Dopo il successo di Èspresso1882 compostabile e compatibile per le macchine a uso domestico a marchio Nespresso, Caffè Vergnano ha presentato l’allargamento della gamma di prodotti “buoni per l’ambiente” grazie alla linea compatibile con le macchine a uso domestico Lavazza A Modo Mio. Anche le nuove capsule, infatti, sono compostabili e smaltibili nella raccolta differenziata dell’umido senza bisogno di separare l’involucro dal caffè. Vantano la certificazione “OK COMPOST” di Vinçotte.

Presentato in anteprima anche un progetto legato al Bar: la confezione in grani in PET della linea1882 che sarà oggetto di un progetto sperimentale in collaborazione con Coripet. Presto, infatti, il pack sarà realizzato in RPET (cioè PET riciclato)

Spazio anche alla sostenibilità in senso più ampio con Women in Coffee, il progetto di “charity” lanciato da Caffè Vergnano per migliorare il ruolo delle donne in piantagione. L’idea è nata con l’International Coffee Day 2018 dedicato alle donne che lavorano nelle piantagioni di caffè. Spiega Carolina Vergnano, Responsabile Export di Caffè Vergnano: “Ci è da subito piaciuta l’idea di sostenere questa causa. Women in Coffee è il nostro sogno per il 2019”. L’obiettivo è raccogliere fondi e sostenere progetti concreti. Il primo traguardo è fissato a 10mila dollari: la somma necessaria per acquistare una tostatrice da donare a una comunità di 20 donne produttrici di caffè nella Valle Hondo, in Repubblica Dominicana. Qui, il 35% dei piccoli produttori è costituito da donne che non ricevono supporto economico per la loro attività. Per individuare il progetto da sostenere Caffè Vergnano ha lavorato insieme all’IWCA, International Women in Coffee Alliance, un’organizzazione non-profit nata da un gruppo di donne legate al mondo del caffè. Per questo l’azienda ha lanciato la “Pink Collection” sull’e-shop di Caffè Vergnano. Una parte del ricavato della vendita viene devoluta al progetto.

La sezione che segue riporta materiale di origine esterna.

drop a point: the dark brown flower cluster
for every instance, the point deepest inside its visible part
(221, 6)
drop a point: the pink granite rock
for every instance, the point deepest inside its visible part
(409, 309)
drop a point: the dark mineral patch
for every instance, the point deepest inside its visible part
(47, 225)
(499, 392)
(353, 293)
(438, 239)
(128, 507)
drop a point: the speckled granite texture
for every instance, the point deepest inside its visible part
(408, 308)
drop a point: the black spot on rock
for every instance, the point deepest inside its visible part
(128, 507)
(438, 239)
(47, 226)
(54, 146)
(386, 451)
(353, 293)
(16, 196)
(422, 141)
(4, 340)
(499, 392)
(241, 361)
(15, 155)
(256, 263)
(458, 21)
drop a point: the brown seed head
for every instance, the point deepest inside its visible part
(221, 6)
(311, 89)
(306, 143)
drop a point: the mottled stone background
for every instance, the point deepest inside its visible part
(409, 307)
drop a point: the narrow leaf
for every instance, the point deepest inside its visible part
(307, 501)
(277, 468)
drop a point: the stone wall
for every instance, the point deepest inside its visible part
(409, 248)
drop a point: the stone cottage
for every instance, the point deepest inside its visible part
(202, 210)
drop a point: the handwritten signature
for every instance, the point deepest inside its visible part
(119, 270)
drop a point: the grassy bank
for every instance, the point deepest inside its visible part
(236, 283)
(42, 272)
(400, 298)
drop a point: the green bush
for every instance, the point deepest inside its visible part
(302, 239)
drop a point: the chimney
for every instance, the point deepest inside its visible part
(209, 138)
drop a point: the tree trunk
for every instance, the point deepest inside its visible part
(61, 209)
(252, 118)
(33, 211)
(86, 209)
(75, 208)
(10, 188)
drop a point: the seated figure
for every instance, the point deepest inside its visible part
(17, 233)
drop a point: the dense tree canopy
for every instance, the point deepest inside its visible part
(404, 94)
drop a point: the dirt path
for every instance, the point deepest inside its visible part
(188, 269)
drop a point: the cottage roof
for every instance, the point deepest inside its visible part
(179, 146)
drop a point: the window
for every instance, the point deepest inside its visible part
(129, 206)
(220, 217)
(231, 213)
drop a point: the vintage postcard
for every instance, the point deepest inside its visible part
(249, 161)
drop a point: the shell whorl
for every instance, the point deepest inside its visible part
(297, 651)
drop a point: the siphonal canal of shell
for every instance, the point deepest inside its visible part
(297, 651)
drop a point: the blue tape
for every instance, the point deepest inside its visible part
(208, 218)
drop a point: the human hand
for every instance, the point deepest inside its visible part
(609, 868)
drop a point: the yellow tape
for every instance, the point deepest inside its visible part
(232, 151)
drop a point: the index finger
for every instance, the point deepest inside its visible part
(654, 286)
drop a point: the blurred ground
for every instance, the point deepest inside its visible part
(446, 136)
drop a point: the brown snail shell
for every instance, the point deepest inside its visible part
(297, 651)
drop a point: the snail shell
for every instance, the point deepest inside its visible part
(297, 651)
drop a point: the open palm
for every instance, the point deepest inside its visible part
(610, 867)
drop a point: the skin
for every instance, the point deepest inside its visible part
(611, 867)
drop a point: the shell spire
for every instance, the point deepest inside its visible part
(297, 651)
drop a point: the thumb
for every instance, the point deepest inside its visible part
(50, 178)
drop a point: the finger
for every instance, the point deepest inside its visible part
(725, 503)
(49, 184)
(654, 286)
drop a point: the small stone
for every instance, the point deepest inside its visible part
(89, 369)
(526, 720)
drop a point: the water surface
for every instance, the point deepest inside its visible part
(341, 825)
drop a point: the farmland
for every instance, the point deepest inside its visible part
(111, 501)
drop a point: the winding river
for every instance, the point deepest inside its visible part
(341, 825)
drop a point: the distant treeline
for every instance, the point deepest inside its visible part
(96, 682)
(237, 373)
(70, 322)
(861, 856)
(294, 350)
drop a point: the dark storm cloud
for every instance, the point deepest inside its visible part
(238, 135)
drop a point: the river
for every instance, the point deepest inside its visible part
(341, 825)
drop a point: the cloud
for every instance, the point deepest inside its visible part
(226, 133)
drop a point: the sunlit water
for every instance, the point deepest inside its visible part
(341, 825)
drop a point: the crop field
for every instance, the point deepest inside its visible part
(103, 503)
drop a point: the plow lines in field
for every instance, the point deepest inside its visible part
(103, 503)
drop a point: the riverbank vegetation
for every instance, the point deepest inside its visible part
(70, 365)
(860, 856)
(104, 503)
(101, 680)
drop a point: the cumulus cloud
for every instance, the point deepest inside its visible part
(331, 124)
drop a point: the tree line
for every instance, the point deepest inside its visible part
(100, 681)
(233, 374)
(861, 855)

Covim ha recitato un ruolo da protagonista a Host Milano 2019.

All’interno del nuovo e bellissimo stand, uno spazio di oltre 300mq completamente rinnovato nel design espositivo, Covim ha presentato numerose novità per i canali Ho.Re.Ca, foodservice, retail, GDO e Vending.

In questa edizione di Host, Covim ha confermato la sua vocazione ambientalista, ribadendo la sua grande attenzione allo sviluppo sostenibile. Proprio quest’anno hanno visto la luce vari progetti riguardanti la compostabilità delle capsule Covim – per differenti sistemi espresso destinati a diversi canali di vendita – e l’importante kermesse milanese è stata l’occasione perfetta per presentare anche le nuove capsule compostabili realizzate con un’innovativa bioplastica prodotta tramite la fermentazione di zuccheri derivati dalle piante.

A sette mesi di distanza da Venditalia 2020, il Vending è stato comunque protagonista anche a Host2019. Gli operatori del settore, soprattutto quelli internazionali (il 40% delle presenze in fiera), hanno apprezzato il caffè biologico in grani e le capsule Covim Opera Bio, prodotti dedicati espressamente al canale della Distribuzione Automatica.

A Host ha debuttato anche Superba, il sistema esclusivo a capsule autoprotette brevettato da Covim, con in primo piano il nuovo modello CS100R, una macchina italiana nel “cuore” e nel design. A completamento della gamma sono state esposti allo stand anche altri due modelli: la CS80, dedicata al mercato domestico, e la CS200 con montalatte.

 

La prima volta a Host non si dimentica. È stato un debutto molto positivo quello della DA Design alla fiera milanese, occasione ideale per presentare le novità che uniscono stile e funzionalità, create per integrare e ottimizzare l’offerta d’ospitalità.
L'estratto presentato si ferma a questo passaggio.